これまで何度も躓いたときには、空を見上げて話しかけた。
すると、彼女……千里は夢の中に現れては一緒に答えを考えてくれた。
僕は出版社の担当さんに、自分の病状だけでなく、次に書く作品を最後にすると告げた。ただし、書ききれるかどうかは分からないとも。
担当さんは、それでも書きましょうと言ってくれて、こうして今に至る。
医師から言われた半年のうち、4ヵ月が過ぎた。
『新橋京介最後の作品』と名を打った「君の言葉に恋をした」も出版され、僕は静かに筆を置いた。
この頃には勤めていた会社も辞め、アパートも退去し自宅に戻っていた。
その日を待つ毎日の日課は、近所の散歩に決めている。
以前に千里が住んでいた団地を訪れたことがあったけれど、彼女が旅立ってからは別の住人に入れ替わったようで、ここに彼女はいないとそれ以来足を運ぶことはやめた。
その代わり、公園や河原の土手など、とにかく空が広い場所を探しては歩いていた。本当は夜に歩きたかったけれど、それでは両親を心配させてしまうから仕方ない。
でも、こうして空が大きく見える場所であれば、彼女に僕の居場所を見つけてもらえるだろうか……。
そんな短い日々も終わりをつげ、僕は病院に入ることになった。
その時にお願いをしたのは、窓際のベッドにしてほしいと。これなら、毎晩夜空を見上げながら眠りに入れるからだ。
枕もとのテーブルにはあのノートが置かれている。
「千里……。僕は君の願い通りに頑張れたのだろうか……。千里の願いを叶えることはできたのだろうか……」
「京介くん……」
後ろから聞き慣れた声が聞こえて振り返る。
「千里?」
「これまで無理なお願いしてきてごめんね。ずっと見てきたよ……。私の言いたかったこと、やりたかったこと、みんな叶えてくれた。ありがとう」
「そっか。それならよかった」
それで十分だ。その言葉が聞けたなら、これまでの時間が無駄ではなかったと安堵できる。

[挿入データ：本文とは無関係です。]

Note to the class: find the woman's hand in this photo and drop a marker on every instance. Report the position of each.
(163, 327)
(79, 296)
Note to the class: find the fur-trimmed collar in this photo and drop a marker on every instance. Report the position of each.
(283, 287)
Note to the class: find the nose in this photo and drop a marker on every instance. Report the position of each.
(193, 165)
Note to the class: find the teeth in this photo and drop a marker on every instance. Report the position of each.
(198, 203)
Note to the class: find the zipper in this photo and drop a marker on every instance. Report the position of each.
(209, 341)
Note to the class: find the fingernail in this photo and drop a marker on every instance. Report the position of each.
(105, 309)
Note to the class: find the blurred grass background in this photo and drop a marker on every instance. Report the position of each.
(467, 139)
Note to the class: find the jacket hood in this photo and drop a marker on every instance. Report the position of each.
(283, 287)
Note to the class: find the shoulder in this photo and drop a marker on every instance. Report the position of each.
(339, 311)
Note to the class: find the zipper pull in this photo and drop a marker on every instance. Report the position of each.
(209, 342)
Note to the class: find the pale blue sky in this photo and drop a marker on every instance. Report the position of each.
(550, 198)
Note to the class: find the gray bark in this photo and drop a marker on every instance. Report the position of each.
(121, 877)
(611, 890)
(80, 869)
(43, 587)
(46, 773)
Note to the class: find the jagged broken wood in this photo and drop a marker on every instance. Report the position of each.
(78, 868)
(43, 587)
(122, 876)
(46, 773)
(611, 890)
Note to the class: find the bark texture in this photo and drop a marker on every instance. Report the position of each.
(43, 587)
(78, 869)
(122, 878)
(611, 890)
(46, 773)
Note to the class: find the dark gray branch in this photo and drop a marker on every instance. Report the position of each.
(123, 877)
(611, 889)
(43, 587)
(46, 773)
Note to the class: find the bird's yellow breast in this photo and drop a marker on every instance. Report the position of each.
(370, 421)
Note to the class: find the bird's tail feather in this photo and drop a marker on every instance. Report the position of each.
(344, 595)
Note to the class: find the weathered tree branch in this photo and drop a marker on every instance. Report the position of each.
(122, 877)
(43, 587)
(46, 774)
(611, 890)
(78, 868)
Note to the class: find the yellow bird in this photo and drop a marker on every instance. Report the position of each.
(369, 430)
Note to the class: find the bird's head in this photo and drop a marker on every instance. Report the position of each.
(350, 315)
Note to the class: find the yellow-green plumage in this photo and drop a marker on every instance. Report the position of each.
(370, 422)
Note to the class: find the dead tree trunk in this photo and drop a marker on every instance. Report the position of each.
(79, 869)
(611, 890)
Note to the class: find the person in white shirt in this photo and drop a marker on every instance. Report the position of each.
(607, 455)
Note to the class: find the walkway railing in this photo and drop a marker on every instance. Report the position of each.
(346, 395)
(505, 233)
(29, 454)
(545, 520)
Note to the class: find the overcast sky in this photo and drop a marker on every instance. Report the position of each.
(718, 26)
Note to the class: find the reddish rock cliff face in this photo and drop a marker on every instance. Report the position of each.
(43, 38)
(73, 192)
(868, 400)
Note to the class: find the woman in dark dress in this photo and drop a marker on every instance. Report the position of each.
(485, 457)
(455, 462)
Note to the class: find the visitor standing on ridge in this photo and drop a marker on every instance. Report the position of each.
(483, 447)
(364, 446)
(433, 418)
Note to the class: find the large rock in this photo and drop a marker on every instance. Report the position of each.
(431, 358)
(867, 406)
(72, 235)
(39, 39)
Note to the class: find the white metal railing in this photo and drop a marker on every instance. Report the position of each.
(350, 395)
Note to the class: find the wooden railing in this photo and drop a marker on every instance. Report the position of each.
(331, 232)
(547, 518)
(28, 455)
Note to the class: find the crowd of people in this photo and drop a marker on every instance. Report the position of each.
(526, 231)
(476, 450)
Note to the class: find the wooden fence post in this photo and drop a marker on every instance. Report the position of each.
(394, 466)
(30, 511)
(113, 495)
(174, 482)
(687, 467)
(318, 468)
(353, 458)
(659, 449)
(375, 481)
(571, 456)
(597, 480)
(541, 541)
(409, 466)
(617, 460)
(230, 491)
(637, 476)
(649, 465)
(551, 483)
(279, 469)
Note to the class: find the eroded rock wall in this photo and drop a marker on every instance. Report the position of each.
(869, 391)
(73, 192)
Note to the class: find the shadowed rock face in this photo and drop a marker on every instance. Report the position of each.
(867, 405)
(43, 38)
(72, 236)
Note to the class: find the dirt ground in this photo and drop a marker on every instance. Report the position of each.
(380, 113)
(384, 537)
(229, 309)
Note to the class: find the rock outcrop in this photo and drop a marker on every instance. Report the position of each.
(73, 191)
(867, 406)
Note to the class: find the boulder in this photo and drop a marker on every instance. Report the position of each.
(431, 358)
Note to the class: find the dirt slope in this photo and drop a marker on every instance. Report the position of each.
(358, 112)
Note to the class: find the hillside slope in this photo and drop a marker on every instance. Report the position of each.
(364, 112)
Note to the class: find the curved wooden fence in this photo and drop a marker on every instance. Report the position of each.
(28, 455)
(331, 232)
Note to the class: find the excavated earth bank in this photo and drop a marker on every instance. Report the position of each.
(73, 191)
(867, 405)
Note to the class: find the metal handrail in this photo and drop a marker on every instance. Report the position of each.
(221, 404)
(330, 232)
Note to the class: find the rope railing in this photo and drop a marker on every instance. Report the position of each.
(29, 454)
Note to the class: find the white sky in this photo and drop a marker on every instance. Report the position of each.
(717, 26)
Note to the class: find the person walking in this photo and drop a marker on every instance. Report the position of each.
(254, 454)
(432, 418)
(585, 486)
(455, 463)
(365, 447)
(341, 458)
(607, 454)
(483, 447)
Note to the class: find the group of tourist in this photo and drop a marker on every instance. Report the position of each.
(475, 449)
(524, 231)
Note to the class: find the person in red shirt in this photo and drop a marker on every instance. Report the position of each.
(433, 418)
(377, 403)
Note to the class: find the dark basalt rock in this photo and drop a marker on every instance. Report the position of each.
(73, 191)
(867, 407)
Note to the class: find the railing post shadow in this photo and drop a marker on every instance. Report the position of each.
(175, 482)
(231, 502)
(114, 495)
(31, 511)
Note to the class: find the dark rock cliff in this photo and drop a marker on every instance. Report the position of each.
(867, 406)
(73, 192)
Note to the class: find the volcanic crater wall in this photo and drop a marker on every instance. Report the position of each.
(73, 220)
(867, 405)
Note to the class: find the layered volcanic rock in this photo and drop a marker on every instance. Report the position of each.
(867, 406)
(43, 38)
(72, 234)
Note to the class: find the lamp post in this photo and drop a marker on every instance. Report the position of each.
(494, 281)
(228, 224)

「もう一人で頑張ることはしなくて大丈夫だよ。……これからは、ずっと一緒にいてくれるの?」
「千里が嫌じゃなかったら、そのつもりなんだけど……。駄目かな……?」
「ううん。私ね、こっちでも一人だったから、京介くんが一緒にいてくれるなら、もう寂しいって思わなくていいんだね」
「それはお互いさま。これからは一緒に手を繋いでいこう。それでいいかい?」
「うん。ずっと離れないから!」
あの頃と同じ。でもみんなはきっと知らない。少し恥ずかしそうで、自信もないように見えるけれど、それが千里の笑った顔だと知っているから。
学校の図書室で初めて一緒になった日。
あの日見せてくれて、一度は僕に預けてもらえたノートを彼女に返す。
「これからは二人で残りのページを書いていこう。ずっと一緒なんだからさ」
「うん。ずっと一緒。それが一番嬉しい」
僕は千里に手を引かれるように、新しい次の一歩を歩き出した。